I am configuring backup vpn for one of our ASA 5506x for backup internet line and I entered our fqdn in Backup server in the attached image.
I can access backup vpn through display name but the problem is it gives me certificate error it’s not secure.
When I try to access through FQDN it connects without error but I cannot access either internal company app or Simple help technician. Both are in DMZ.
I have a 5505 in my lab. I was following the lesson above when I came to the section to configure the tunnel group looks like the type command is not supported. Do I need to use a 5510 for this configuration. Thanks
I have an ASA 5506-X running version 9.8(2) and I find that I have the “type” keyword available. Actually, the tunnel-group command is considered incomplete if you don’t include the “type” keyword. My output looks like this if I try not to use the “type” keyword.

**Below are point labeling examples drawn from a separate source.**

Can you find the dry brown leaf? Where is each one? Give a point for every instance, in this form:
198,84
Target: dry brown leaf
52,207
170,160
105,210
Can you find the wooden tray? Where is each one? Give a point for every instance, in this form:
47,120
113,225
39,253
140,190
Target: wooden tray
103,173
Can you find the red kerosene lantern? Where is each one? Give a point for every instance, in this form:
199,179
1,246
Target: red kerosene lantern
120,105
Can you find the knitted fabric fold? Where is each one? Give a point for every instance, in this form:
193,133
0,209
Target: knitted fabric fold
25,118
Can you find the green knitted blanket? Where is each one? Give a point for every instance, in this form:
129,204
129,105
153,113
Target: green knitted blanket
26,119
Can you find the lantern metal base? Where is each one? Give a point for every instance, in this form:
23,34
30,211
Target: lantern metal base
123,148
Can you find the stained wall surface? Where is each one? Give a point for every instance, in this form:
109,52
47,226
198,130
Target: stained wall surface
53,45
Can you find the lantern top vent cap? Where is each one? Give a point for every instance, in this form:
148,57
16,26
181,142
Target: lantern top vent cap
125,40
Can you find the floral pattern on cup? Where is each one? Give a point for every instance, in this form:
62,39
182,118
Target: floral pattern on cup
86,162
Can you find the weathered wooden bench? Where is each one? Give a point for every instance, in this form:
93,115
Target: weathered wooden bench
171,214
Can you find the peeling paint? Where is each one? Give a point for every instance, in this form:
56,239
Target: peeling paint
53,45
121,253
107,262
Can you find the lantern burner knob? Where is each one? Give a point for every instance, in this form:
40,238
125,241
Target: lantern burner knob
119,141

myASA(config)# tunnel-group laz
ERROR: % Incomplete command
myASA(config)# tunnel-group laz ?
configure mode commands/options:
type Enter the type of this group-policy
I found the issues this morning. In the lesson it shows the type command being run from global config mode when it should have been run as part of webvpn configuration. Just a typo in the lesson which I should have caught yesterday. See lesson test below. Thank you for your response.

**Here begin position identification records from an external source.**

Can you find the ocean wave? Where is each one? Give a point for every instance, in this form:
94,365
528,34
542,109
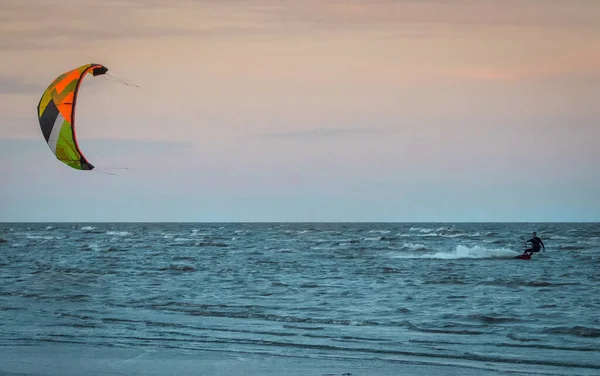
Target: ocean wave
578,331
118,233
413,247
462,252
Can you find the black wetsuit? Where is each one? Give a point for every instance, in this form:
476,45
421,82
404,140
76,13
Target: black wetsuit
535,245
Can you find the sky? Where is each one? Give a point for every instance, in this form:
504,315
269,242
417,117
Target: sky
312,110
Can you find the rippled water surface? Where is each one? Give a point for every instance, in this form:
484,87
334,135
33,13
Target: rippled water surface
442,293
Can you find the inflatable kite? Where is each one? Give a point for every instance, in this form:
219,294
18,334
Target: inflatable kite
56,114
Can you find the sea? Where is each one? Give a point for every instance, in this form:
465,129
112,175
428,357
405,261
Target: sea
431,293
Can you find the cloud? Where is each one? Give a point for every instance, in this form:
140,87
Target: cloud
12,147
579,62
323,133
27,24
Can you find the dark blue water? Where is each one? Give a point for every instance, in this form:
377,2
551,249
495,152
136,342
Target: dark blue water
441,293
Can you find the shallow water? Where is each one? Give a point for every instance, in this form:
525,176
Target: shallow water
439,293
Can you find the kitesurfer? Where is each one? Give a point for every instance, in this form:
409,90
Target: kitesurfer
535,244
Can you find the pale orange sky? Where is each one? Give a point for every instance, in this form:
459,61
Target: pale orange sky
322,96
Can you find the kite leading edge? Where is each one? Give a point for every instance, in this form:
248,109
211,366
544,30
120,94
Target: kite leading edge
56,114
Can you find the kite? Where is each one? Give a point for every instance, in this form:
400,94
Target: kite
56,114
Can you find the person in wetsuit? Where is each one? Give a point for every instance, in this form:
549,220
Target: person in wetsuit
535,244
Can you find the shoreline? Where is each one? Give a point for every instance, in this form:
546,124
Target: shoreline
70,360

I’m not sure I follow. The tunnel-group MY_TUNNEL type remote-access and the tunnel-group MY_TUNNEL general-attributes should indeed be run under the global configuration mode. The commands you show above are correct, and I have attempted to input them in my ASA as well, with success.
Maybe the only thing that should be added here is that after the webvpn configuration, you should exit out to global config mode where the tunnel-group commands must be implemented. Is that what you mean?

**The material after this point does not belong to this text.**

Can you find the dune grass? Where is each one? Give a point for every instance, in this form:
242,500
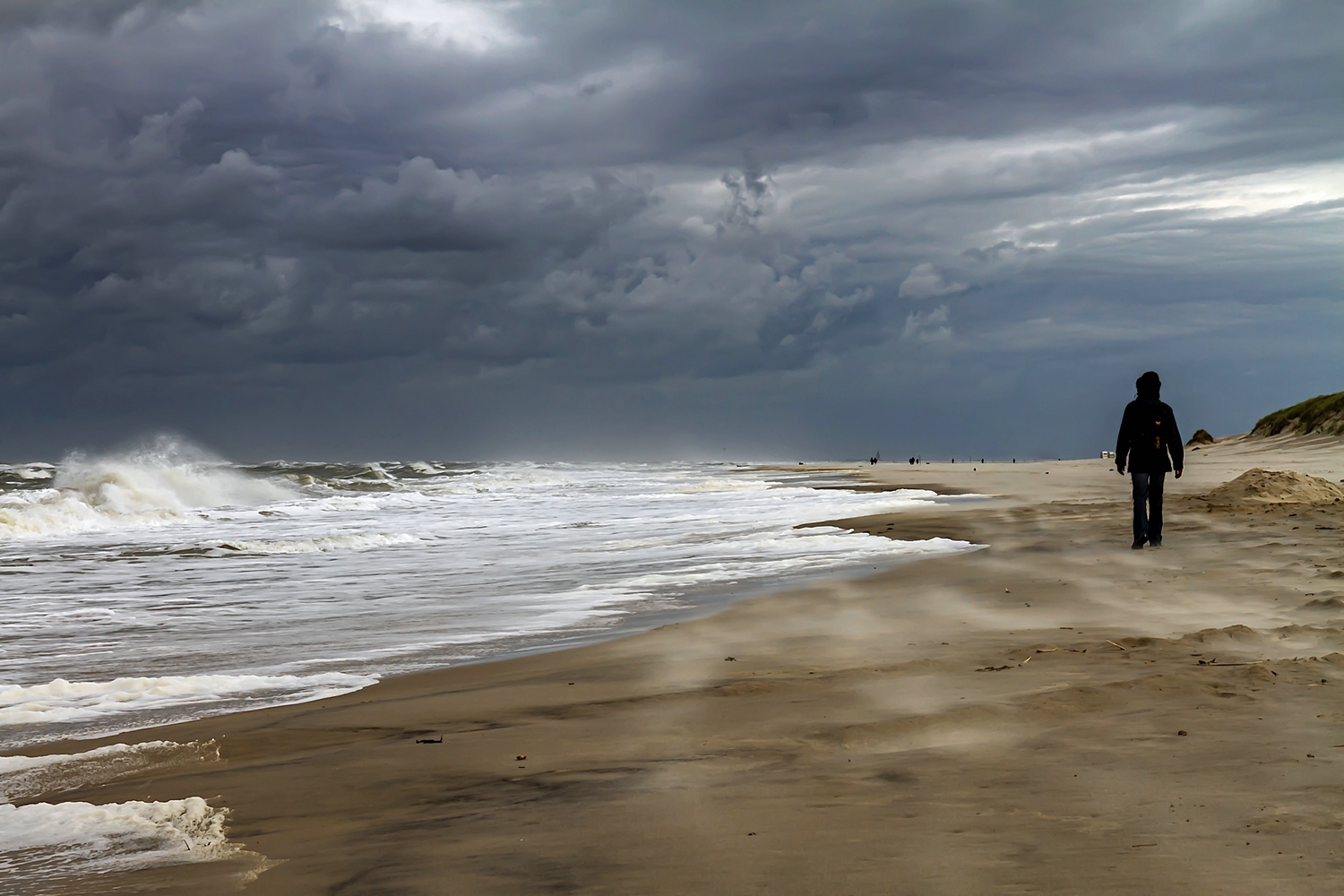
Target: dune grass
1320,414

I will let @ReneMolenaar know to take a look and see if he can add those exit commands to return to the global configuration mode.
You are correct. Looks like the “type” command is not available if the tunnel group name has already been created. I guess their was some confusion on my part. I did the configuration again this morning and it works as outlined in the lesson. Why is the type command also available under webvpn?
I have one issue where I am not able ping from outside host 10.10.10.2 to inside 192.168.1.1 once the tunnel is created. I have a default route on R1. I can reach both ip addresses from the asa.
Thanks
Looking on my ASA in more detail, I see what is happening. Looking under the webvpn configuration mode, I cannot find the tunnel-group command nor the type keyword, as shown below:
myASA(config)# webvpn
myASA(config-webvpn)# ?
WebVPN commands:
anyconnect AnyConnect configuration parameters
anyconnect-custom-attr Define custom user policy attributes for AnyConnect
!<--output omitted -->
smart-tunnel Configure a list of programs to use smart tunnel
ssl-server-check Verify remote https server's certificate
tunnel-group-list Configure WebVPN group list dropdown in login page
tunnel-group-preference Tunnel Group Preferences
myASA(config-webvpn)#
By using the context sensitive help and issuing the tunnel-group? command, it gives you the commands that you can use in this mode starting with “tunnel-group”. It shows you the two commands shown in the list above, but it also shows you the configure mode commands and options that are available from this prompt. Here it shows you that you are able to issue both webvpn mode and configure mode commands. This means that you can indeed issue the tunnel-group command from the webvpn mode, but it will execute it as if you were in the configuration mode. Whether you do it in the webvpn or configuration mode, the results of the command are the same.